Even the house couldn’t keep us safe from disaster; we could be lulled to sleep by the odorless

fumes of carbon monoxide filling our lungs as we dreamed sweet dreams that we’d never wake

from. The roof, protecting us like a skull protects the brain, could very well fall on us and we’d

be trapped under the heavy weight of the very structure that was meant to shelter our vulnerable

selves.

“Please, dad. Don’t send her away. What if she catches some fatal disease in the hospital

and dies?” I was truly concerned: parasites and pathogens were a fact of life. And it was also a

fact that certain strains and microbes could potentially kill you. “You know, that is why I’m

sending her away--you’re starting to fear everything and worry about things that won’t happen,

and it’s not healthy for either of you to live life like that.” But, I asked, didn’t he remember that

story on the news about that boy who went swimming in the lake and a deadly microbe traveled

through his nose and up to his brain and killed him? “Things like that do happen, Liv. But it’s a

one in a, I don’t know, ten million chance. We have better odds of winning the lottery than we do

of picking up some fatal germs in a pool or the hospital or wherever,” he said.

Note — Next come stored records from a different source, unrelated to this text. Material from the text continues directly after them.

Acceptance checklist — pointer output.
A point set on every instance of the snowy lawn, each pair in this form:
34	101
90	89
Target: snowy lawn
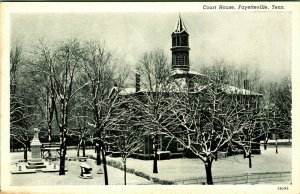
172	169
184	168
115	176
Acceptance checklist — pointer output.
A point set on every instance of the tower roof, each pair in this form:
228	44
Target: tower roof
180	27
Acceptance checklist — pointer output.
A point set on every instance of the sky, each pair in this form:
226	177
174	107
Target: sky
252	39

My father told my mother that they were going to drop me off at grandmother’s house for

the weekend; he said he was taking her on a surprise getaway to a resort. There, they could relax,

calm down, and de-stress, is what he told her. A salubrious sabbatical. A much deserved jaunt to

a semi-remote resort: not far enough away to be a true vacation, but sufficiently removed from

the domestic domain to be considered a recreational respite.

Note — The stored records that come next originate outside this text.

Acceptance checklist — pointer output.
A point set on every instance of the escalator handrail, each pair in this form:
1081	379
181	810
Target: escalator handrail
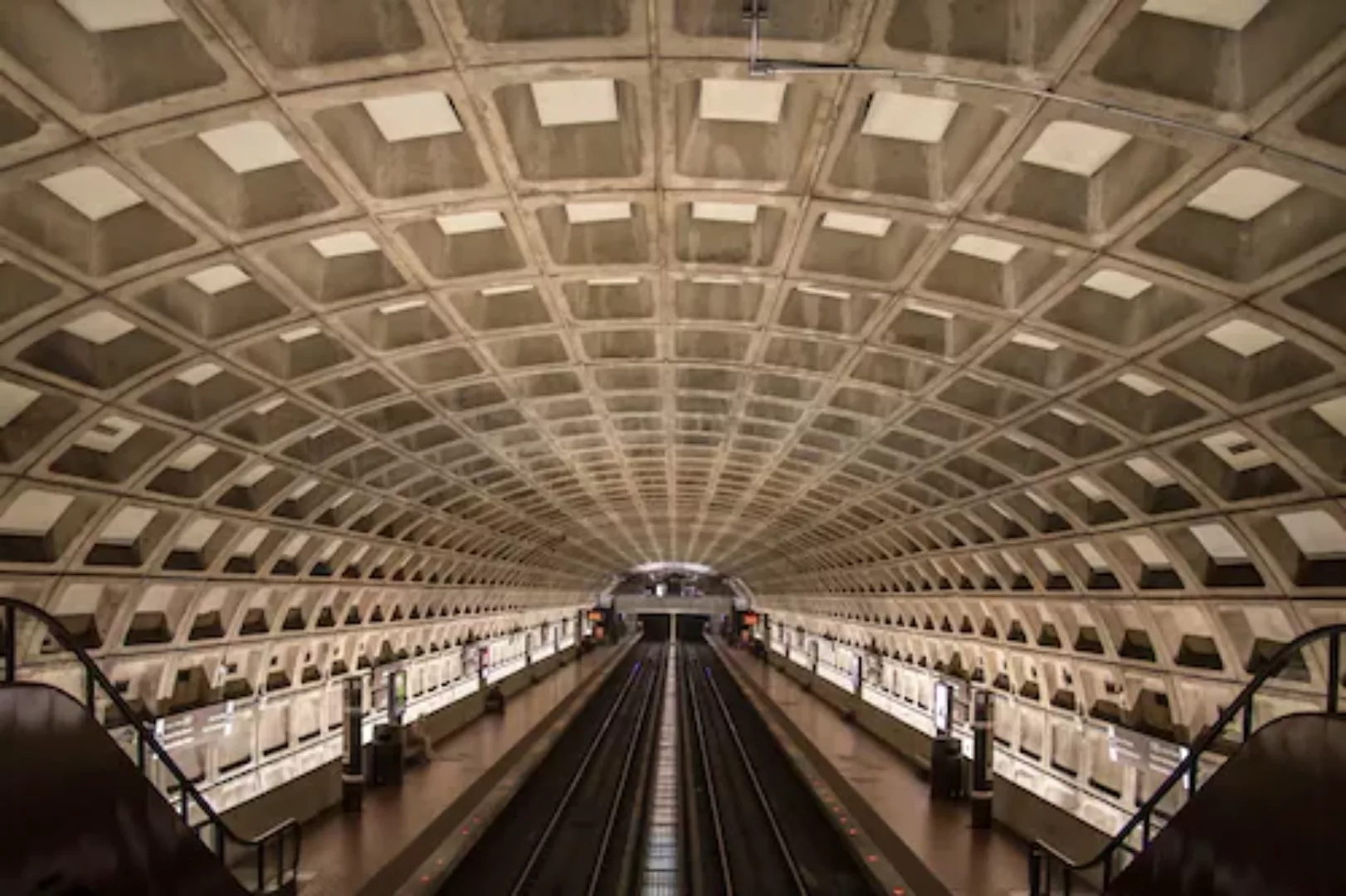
1189	766
287	829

I didn’t agree with him lying to her, but if he told her the truth, that he was going to have

her committed, she’d runoff and probably file divorce papers that day. Getting her out of the

house was a big ordeal itself; she took a few tranquilizers when she had to leave her safe haven,

which made it somewhat more bearable--at least for us. “Hon, I’m going to miss you too. But I’m

only going to be gone for the weekend. You’re acting like you’re never going to see me again!” I

was tempted to tell her the truth, that she wasn’t going to some fancy resort to unwind, but rather

was going to one of the most undesirable places besides a mortuary or prison. “I’ll bring you

home a souvenir, okay?” but her attempts to placate me, with promises of baubles and trinkets

emblazoned with the name of some exotic remote destination, did not work. “Stan, why don’t we

just bring her with us?” she asked. “Why not stay home, then? The whole purpose of this

vacation is to help you--” he said “I mean, to be alone. For once. Without, you know, a kid.” My

father was able to convince her that they’d have a great time and that I would, too. We were each

getting our own mini vacations, he said. Though only my father and I knew that none of us would

have fond memories of our so-called “vacations.”

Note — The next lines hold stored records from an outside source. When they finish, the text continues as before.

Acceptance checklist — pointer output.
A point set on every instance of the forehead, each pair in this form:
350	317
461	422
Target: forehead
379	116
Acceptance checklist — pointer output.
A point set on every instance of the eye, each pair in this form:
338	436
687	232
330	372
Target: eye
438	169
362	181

My grandfather had died over a year ago. He keeled over from a massive brain

hemorrhage, most likely the result of stumbling and hitting his head on the banister the day

before he unexpectedly collapsed on the kitchen floor mid-conversation, a cup of coffee in one

hand. My grandmother blamed him for dying; as I overheard my grandmother say to my mother,

if he wasn’t so stubborn and paranoid of the medical profession, he might have lived (albeit with

some degree of cognitive impairment) if he would have sought emergency care right away. He

thought that the severe headache and memory loss post-fall would go away, though obviously it

didn’t. My grandmother was on the verge of calling an ambulance to take him when he slurred

his words and seemed totally disoriented. He died instantly; the paramedics could not revive him.

If by some miracle they did get the ticker tocking again, it was more than likely he’d be hooked

up to respirators and feeding tubes and machines, brain-dead but kept alive on life support.

Though it wasn’t explicitly stated, implicitly it was known that it was best for all involved that

the grim reaper snatched his soul that fateful day, sparing us from the awkwardness of visiting an

uncommunicative, unresponsive comatose person for months or years.